What makes an acquisition attempt likely in addition to partnership deals? Athersys's patented portfolio and Pfizer's current relationship with it make a buyout a real possibility on positive phase II trial data concerning UC. Other large companies like Shire plc (NASDAQ:SHPG) are also interested in the same research areas as Athersys is involved in. Athersys's main competitor, Mesoblast, is also proof positive that large pharmas see regenerative medicine as a worthy investment.
Biotechnology stocks are volatile investments and can be challenging to analyze because, unlike most other stocks, the current fundamentals aren't typically as important as the forecast potential. One only has to look at the recent action in Galena Biopharma, Inc. (GALE) to see that.
Failed clinical trials can wreak havoc on small biotechnology companies, and investors need to use extreme diligence and have an exit strategy. Investors should look at the depth of the pipeline and ask themselves, are all the company's eggs in one basket? In the case of Athersys, it's got multiple eggs in its basket, however, investors should still evaluate each individually. Even after due diligence is performed, investors should still limit exposure to any single stock. Face it, survival to invest another day is a top priority for the sane investor.

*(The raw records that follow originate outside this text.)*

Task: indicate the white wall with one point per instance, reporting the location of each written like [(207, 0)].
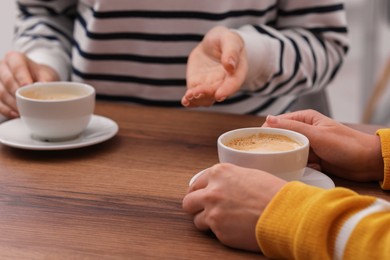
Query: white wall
[(7, 19)]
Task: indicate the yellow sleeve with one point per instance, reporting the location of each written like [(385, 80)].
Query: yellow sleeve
[(384, 135), (305, 222)]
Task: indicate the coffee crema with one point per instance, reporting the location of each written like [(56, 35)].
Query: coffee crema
[(264, 143), (49, 96)]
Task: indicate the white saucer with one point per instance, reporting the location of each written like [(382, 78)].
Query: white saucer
[(310, 177), (15, 134)]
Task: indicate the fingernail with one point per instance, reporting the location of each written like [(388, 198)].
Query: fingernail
[(221, 99), (272, 119), (232, 63)]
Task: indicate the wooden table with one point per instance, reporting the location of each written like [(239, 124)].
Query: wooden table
[(122, 198)]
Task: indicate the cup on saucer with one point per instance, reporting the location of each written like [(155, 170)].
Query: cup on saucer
[(56, 111), (281, 152)]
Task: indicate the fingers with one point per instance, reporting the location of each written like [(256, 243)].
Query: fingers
[(231, 46), (43, 73), (19, 67)]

Mesoblast, Cytori and Athersys are top competitors in a vastly growing science called regenerative medicine. All three companies are pioneers in the field and have some real growth potential, with Athersys being priced below where it should be relative to its potential outlook. Just look at the size of the Teva investment in Mesoblast, and then ponder what an investment like that would do for Athersys.
With all the potential Athersys has going for it, most investors who've done due diligence will probably agree that Athersys will be trading over $10 a share at some point in 2014. A lot hinges on MultiStem's two most advanced clinical trials in getting there.
One fact that investors should all agree on, 2014 is shaping up to be an exciting year for Athersys and its investors.
Disclosure: I am long ATHX. I wrote this article myself, and it expresses my own opinions. I am not receiving compensation for it. I have no business relationship with any company whose stock is mentioned in this article.